After that, there are no rules, no guidelines, no nothing in the books or manuals because survival is the goal and endpoint. You reach a kind of stalemate with nature: things might get better, but what you’re most worried about is that they shouldn’t get worse. But it’s not as if you’re going to set up shop in the wilderness and live out the rest of your days because, long-term . . . well, you’re only waiting around to be rescued. (Unless you manage to stagger back behind your front lines, the military’s the same. During my Air Force survival training exercise, our final task was to vector in the helicopter that would airlift us to a shower and beef stew.)

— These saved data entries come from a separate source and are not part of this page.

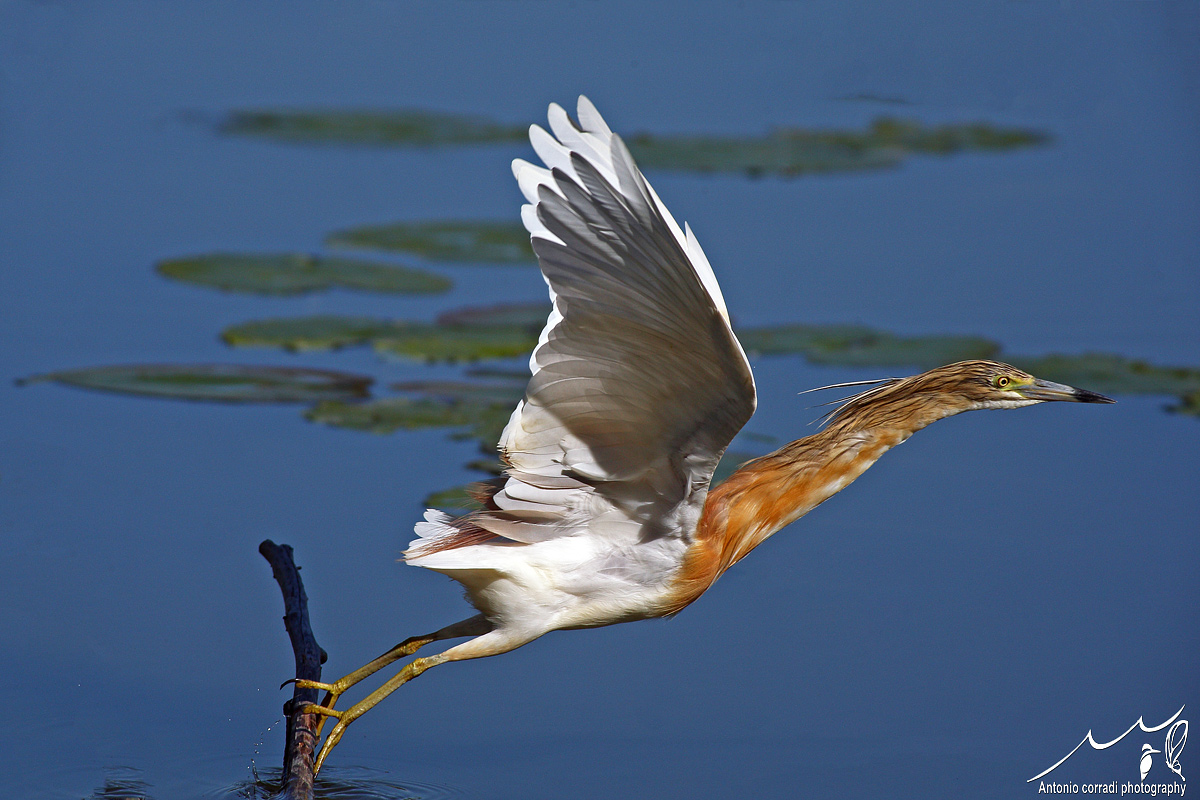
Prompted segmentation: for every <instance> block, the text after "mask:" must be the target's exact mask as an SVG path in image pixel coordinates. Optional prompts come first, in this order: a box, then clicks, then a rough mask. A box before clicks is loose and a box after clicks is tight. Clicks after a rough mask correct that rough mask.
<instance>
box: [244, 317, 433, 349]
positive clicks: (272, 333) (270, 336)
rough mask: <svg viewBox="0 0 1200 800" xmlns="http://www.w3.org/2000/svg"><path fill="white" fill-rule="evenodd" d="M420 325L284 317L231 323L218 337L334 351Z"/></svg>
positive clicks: (383, 320) (288, 346)
mask: <svg viewBox="0 0 1200 800" xmlns="http://www.w3.org/2000/svg"><path fill="white" fill-rule="evenodd" d="M419 326H420V325H419V324H418V323H404V321H400V320H389V319H373V318H370V317H336V315H317V317H287V318H282V319H260V320H254V321H250V323H241V324H239V325H232V326H229V327H227V329H226V330H224V331H223V332H222V333H221V338H222V339H223V341H224V342H226V343H227V344H232V345H234V347H274V348H283V349H286V350H336V349H338V348H343V347H350V345H354V344H364V343H366V342H371V341H372V339H374V338H377V337H382V336H389V335H392V333H402V332H406V331H409V330H412V329H414V327H419Z"/></svg>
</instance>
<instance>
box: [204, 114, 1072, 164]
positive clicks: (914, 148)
mask: <svg viewBox="0 0 1200 800" xmlns="http://www.w3.org/2000/svg"><path fill="white" fill-rule="evenodd" d="M222 130H223V131H224V132H227V133H235V134H242V136H257V137H268V138H272V139H277V140H282V142H292V143H328V144H358V145H383V146H434V145H473V144H498V143H505V144H506V143H524V140H526V137H527V128H526V127H524V126H523V125H522V126H516V125H503V124H499V122H494V121H490V120H485V119H482V118H479V116H467V115H458V114H443V113H437V112H419V110H398V112H366V110H325V112H302V110H292V112H286V110H246V112H234V113H233V114H230V115H229V118H228V119H227V120H226V122H224V124H223V126H222ZM1048 140H1049V137H1048V136H1046V134H1044V133H1042V132H1038V131H1030V130H1025V128H1004V127H998V126H995V125H990V124H988V122H970V124H955V125H937V126H925V125H922V124H920V122H914V121H910V120H900V119H894V118H888V116H883V118H880V119H877V120H875V122H874V124H871V126H870V127H868V128H866V130H865V131H862V130H860V131H852V130H851V131H847V130H842V131H838V130H808V128H780V130H776V131H773V132H770V133H768V134H766V136H758V137H703V136H654V134H649V133H637V134H634V136H631V137H629V138H628V139H626V142H628V144H629V148H630V150H631V151H632V154H634V157H635V158H637V161H638V163H640V164H641V166H642V167H643V168H646V169H673V170H686V172H742V173H746V174H750V175H761V174H779V175H799V174H805V173H833V172H854V170H862V169H882V168H887V167H894V166H895V164H898V163H900V162H901V161H902V160H904V158H905V157H907V156H910V155H913V154H934V155H948V154H953V152H960V151H965V150H985V151H1006V150H1012V149H1014V148H1025V146H1031V145H1038V144H1043V143H1045V142H1048Z"/></svg>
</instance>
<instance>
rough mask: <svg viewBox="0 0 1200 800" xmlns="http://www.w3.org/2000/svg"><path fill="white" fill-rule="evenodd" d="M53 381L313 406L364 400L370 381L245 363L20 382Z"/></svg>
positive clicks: (82, 369)
mask: <svg viewBox="0 0 1200 800" xmlns="http://www.w3.org/2000/svg"><path fill="white" fill-rule="evenodd" d="M49 380H53V381H56V383H60V384H67V385H70V386H80V387H83V389H96V390H101V391H108V392H125V393H130V395H149V396H154V397H170V398H175V399H191V401H218V402H223V403H312V402H317V401H323V399H332V398H352V397H366V395H367V387H368V386H370V385H371V378H367V377H364V375H355V374H350V373H346V372H332V371H329V369H301V368H293V367H253V366H246V365H228V363H217V365H130V366H115V367H91V368H86V369H67V371H64V372H50V373H47V374H44V375H35V377H32V378H29V379H26V380H25V381H23V383H38V381H49Z"/></svg>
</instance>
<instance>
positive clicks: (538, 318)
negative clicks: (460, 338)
mask: <svg viewBox="0 0 1200 800" xmlns="http://www.w3.org/2000/svg"><path fill="white" fill-rule="evenodd" d="M550 311H551V306H550V303H548V302H520V303H516V302H515V303H500V305H498V306H469V307H467V308H456V309H455V311H448V312H445V313H444V314H440V315H439V317H438V324H439V325H458V326H462V327H488V326H493V325H512V326H517V327H526V329H529V330H533V331H538V332H540V331H541V329H542V327H544V326H545V325H546V318H547V317H550Z"/></svg>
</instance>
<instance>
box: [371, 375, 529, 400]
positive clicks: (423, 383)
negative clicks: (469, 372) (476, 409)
mask: <svg viewBox="0 0 1200 800" xmlns="http://www.w3.org/2000/svg"><path fill="white" fill-rule="evenodd" d="M527 379H528V377H527ZM391 387H392V389H395V390H396V391H398V392H415V393H420V395H425V396H426V397H438V398H442V399H448V401H461V399H476V401H479V399H484V401H493V402H497V403H508V404H510V405H516V404H517V402H518V401H520V399H521V397H522V396H523V395H524V381H522V383H521V384H475V383H469V381H466V380H410V381H406V383H402V384H392V386H391Z"/></svg>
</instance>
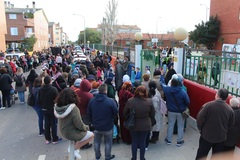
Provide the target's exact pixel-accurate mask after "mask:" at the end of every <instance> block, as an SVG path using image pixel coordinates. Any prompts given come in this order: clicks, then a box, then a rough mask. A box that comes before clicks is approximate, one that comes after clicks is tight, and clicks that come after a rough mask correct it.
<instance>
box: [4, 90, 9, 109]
mask: <svg viewBox="0 0 240 160" xmlns="http://www.w3.org/2000/svg"><path fill="white" fill-rule="evenodd" d="M2 101H3V107H6V102H7V105H8V107H11V103H10V90H6V91H2Z"/></svg>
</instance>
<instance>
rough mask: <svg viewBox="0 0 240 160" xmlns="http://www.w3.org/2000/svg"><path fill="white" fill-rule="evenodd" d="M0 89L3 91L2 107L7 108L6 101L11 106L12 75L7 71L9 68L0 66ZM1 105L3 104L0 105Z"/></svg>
mask: <svg viewBox="0 0 240 160" xmlns="http://www.w3.org/2000/svg"><path fill="white" fill-rule="evenodd" d="M0 74H1V75H0V90H1V92H2V103H3V106H2V107H1V109H5V108H6V102H7V106H8V108H9V107H11V103H10V90H11V89H12V85H11V84H12V78H11V76H10V75H9V74H8V73H7V68H6V67H2V68H0ZM0 106H1V105H0Z"/></svg>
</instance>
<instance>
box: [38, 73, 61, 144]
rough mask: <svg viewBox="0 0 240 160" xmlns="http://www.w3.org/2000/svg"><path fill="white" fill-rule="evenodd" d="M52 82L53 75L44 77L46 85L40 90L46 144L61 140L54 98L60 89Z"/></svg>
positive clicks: (39, 102) (44, 81) (44, 82)
mask: <svg viewBox="0 0 240 160" xmlns="http://www.w3.org/2000/svg"><path fill="white" fill-rule="evenodd" d="M50 83H51V77H50V76H46V77H45V78H44V86H43V87H42V88H41V89H40V90H39V105H40V106H41V107H42V110H43V113H44V120H45V126H44V128H45V139H46V144H49V143H50V142H51V141H52V142H53V144H56V143H58V141H60V140H61V138H58V136H57V126H56V124H57V123H56V121H57V120H56V118H55V116H54V100H55V99H56V97H57V95H58V91H57V89H56V88H55V87H53V86H52V85H51V84H50Z"/></svg>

This implies, of course, that there is something to return to: a life, your home, the world as you knew it. But what if there’s no hope of rescue? Worse, what if there’s no home—no world—to which to return?
That’s where my post-apocalyptic novel, ASHES, comes in. To be fair, I guess you could call the book an apocalypse on top of an apocalypse. Alex Adair is only seventeen, but the world’s already blown up in her face twice over. Her parents are dead; she’s got a brain tumor that’s only biding its time. Sick of endless rounds of failed chemo, she takes off on a last backpacking trip, pretty much determined never to return—
And then the world comes crashing down around her ears.
All of a sudden, this kid is working hard to stay alive. She’s completely, totally focused on those first three minutes/hours/days/weeks, and everything she does—building fires, making debris shelters, all that survival stuff—is a means to that end.
But what happens next? Having a life isn’t the same as struggling to stay alive. So I’m curious about the compromises people are willing to make and the rules they’re willing to break in order to survive—and where surviving leaves off and living begins. Conversely, what’s truly worth dying for? Where are the heroes when the world ends? What places will emotions like compassion and love and hate—or traits like courage, loyalty, and self-sacrifice—occupy?
At the end of the world as we know it, logic fails. Chaos rules. There is no good or evil, only life or death. Our side versus theirs. No one can tell you what to do, which side to choose or how to prepare for life the second after you realize that you’ve survived. Other than the basics, there are no acronyms, no algorithms, and there will be no single, new normal.
There will be only what rises from the ashes.